Schon jetzt mehr Masernfälle als im ganzen Jahr 2016

Immer wieder warnen Ärzte: Masern sind keine harmlose
Kinderkrankheit. Die Infektion ist hochansteckend und endet in
seltenen Fällen sogar tödlich. Bei den Versuchen, die Krankheit
auszurotten, kommt Deutschland dennoch nicht weiter.

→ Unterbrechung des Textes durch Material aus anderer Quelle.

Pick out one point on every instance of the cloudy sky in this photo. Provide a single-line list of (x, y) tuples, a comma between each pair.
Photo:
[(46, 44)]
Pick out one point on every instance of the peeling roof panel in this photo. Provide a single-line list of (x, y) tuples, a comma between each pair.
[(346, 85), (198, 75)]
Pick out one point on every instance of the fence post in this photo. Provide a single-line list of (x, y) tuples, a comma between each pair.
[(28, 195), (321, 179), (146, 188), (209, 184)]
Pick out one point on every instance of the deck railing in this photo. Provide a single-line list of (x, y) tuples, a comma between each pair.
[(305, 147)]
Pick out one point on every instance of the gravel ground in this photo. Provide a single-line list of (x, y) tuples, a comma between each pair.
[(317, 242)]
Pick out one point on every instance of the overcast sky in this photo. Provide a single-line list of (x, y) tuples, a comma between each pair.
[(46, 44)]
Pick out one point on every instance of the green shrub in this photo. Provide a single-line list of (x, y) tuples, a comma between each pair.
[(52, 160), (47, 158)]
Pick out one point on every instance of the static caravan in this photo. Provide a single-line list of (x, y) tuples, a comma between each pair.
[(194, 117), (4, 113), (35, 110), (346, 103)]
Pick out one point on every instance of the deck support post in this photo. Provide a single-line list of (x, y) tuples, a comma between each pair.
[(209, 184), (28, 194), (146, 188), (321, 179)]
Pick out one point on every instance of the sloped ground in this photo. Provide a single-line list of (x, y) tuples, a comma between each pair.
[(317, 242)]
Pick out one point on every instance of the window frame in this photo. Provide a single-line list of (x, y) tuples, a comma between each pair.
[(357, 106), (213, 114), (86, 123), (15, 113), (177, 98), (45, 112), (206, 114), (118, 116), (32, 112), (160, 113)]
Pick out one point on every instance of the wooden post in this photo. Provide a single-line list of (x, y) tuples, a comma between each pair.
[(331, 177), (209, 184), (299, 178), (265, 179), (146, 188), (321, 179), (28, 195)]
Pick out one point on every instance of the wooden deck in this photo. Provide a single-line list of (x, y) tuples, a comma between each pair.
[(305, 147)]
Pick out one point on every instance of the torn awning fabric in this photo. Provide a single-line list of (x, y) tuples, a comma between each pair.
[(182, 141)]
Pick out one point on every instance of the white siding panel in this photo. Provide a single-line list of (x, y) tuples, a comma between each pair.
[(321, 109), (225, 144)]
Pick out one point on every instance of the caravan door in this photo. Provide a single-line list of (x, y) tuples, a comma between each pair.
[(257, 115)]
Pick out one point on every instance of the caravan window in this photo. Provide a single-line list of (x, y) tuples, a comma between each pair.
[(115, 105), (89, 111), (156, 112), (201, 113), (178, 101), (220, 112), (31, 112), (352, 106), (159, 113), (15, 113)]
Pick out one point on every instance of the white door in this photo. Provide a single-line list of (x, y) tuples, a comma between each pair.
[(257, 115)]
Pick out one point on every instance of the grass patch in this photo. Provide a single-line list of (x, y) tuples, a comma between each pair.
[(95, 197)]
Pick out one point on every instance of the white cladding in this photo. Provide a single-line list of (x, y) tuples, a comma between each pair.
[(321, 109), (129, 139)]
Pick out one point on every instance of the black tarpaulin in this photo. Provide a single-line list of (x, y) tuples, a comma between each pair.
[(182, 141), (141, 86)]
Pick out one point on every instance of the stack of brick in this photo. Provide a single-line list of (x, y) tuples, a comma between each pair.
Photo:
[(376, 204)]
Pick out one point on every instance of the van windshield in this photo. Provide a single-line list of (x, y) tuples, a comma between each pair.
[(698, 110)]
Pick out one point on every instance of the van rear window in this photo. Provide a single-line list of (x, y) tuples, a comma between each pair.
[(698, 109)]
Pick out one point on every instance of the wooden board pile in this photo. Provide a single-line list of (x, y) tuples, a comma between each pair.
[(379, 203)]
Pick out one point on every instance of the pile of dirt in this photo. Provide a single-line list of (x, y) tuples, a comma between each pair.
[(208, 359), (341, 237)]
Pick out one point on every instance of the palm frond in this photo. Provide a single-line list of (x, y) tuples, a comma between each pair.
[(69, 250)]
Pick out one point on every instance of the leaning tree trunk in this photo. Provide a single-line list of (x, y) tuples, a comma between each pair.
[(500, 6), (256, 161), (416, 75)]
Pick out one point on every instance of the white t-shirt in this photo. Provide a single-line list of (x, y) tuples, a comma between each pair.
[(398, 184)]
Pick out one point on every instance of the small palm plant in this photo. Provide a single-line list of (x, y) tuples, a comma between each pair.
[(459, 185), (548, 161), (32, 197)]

Berlin (dpa) - In Deutschland haben sich in den ersten Monaten 2017
bereits mehr Menschen mit Masern infiziert als im gesamten
vergangenen Jahr. Die Zahl der beim Robert Koch-Institut (RKI)
in Berlin gemeldeten Fälle liegt inzwischen bei mehr als 400. Im
vergangenen Jahr wurden bundesweit 325 Fälle erfasst. Für die
angestrebte Ausrottung der Masern hätte es weniger als einen Fall pro
eine Million Einwohner geben dürfen, also nur rund 80 Fälle oder
weniger.

Zum Start der Europäischen Impfwoche am Montag schlugen gleich
mehrere Organisationen Alarm: Gegen Masern hätten sich im vergangenen
Jahr wieder weniger Menschen impfen lassen, teilte die
Bundesvereinigung Deutscher Apothekerverbände (ABDA) mit. Es seien
1,9 Millionen Impfdosen von Apotheken an Ärzte abgegeben worden - ein
Minus von 18 Prozent im Vergleich zum Vorjahr, hieß es unter Berufung
auf Berechnungen des Deutschen Arzneiprüfungsinstituts. 2015 war der
Absatz nach einem großen Masernausbruch in Berlin laut Angaben auf
2,3 Millionen Impfdosen angewachsen - damals ein Zuwachs um 46
Prozent im Vergleich zu 2014.

«Der Masernausbruch vor zwei Jahren hatte offenbar nur eine
kurzfristige positive Wirkung auf die Impfbereitschaft», erklärte
ABDA-Vizepräsident Mathias Arnold. «Ziel muss es jedoch sein, eine
dauerhaft hohe Impfquote in allen Altersgruppen zu erreichen.» Wer
sich impfen lasse, schütze nicht nur sich selbst, sondern auch
seine Familie und die gesamte Bevölkerung.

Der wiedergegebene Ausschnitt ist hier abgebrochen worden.